GUEST - Warning Wildlife by Using Your Horn
Multi-lane highways are not wildlife viewing areas. Using them as such puts the animals, yourself, and other road users at significant risk.
Traveling north by motorcycle from Vernon around 6:20 am Saturday morning. Near the weigh scales, 90 km/h zone, 2 lanes northbound, with concrete barrier adjacent to the left lane. I noted an SUV in front of me in the right lane slowing, and then stopping.
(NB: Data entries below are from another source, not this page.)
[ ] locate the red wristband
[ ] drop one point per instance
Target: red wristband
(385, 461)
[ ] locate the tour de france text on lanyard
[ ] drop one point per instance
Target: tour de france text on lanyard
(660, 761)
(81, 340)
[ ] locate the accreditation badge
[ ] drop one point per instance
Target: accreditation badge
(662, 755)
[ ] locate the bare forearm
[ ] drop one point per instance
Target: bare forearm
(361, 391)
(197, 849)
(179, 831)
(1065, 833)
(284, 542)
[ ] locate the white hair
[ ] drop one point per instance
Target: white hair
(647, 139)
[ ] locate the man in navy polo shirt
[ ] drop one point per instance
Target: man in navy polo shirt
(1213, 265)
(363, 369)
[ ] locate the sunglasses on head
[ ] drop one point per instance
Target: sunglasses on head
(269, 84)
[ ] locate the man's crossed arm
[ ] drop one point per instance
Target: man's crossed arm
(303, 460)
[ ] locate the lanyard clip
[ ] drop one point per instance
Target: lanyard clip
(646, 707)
There was a young deer, very nice 4 point buck, on the road in the right lane, so it was reasonable for the driver to slow and stop. However, as I came to a stop behind the Subaru Outback, reluctant to immediately go around to the left in case the deer went that direction, I could see that the deer was facing the ditch on the right side, and the driver and passenger were enjoying the close up encounter with wildlife, oblivious to the risk in their stationary position on a busy multi-lane highway
I also noted two vehicles approaching from the rear, one in each lane, at or near the speed limit.
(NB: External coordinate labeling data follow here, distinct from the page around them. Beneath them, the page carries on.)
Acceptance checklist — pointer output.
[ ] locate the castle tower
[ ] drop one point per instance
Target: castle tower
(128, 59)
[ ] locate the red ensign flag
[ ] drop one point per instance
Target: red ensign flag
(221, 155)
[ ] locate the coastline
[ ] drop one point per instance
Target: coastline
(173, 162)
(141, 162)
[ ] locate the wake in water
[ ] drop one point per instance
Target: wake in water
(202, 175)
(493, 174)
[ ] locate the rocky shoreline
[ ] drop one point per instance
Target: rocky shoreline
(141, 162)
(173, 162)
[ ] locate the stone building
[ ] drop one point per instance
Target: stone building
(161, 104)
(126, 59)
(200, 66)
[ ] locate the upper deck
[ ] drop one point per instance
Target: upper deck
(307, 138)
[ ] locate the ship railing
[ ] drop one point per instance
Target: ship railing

My training and experience is that, once wildlife, or cattle, are facing away from the road, we should use our horn to scare them from the roadway. For the safety of the animals, the best strategy is to make the highway as inhospitable as possible. Passively viewing animals on the road is equivalent to leaving garbage out in bear country, or feeding waterfowl across the road from the lake. "Killing with kindness" comes to mind.
Recognizing the obvious risk of remaining behind the vehicle, I used my horn to inform the driver of my intent to pass on the left, and verified that there was still time to change lanes and avoid the truck approaching in the left lane. The horn of my motorcycle, feeble as it is, was sufficient to startle the deer, and he bolted for the ditch and brush on the right side of the highway.
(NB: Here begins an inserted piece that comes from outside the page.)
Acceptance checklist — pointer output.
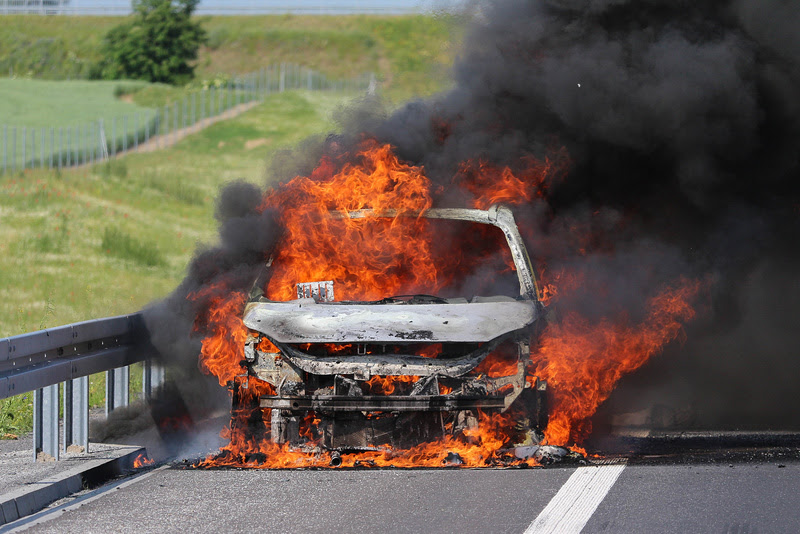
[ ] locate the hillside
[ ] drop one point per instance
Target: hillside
(408, 53)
As I continued on, back in the right lane, I contemplated that the driver and passenger of the Subaru may have been offended that I sounded my horn and ended their wildlife encounter. However, I was also mindful that the "emergency" was now over, and it was no longer safe, nor legal, to remain stopped on the traveled portion of the roadway.
Please, for the sake of the animals, and for the safety of road users, do what you can to make the highway an inhospitable place.
This article was contributed by Kim Young, Chief Instructor of the V-Twin Motorcycle Riding School in Kelowna.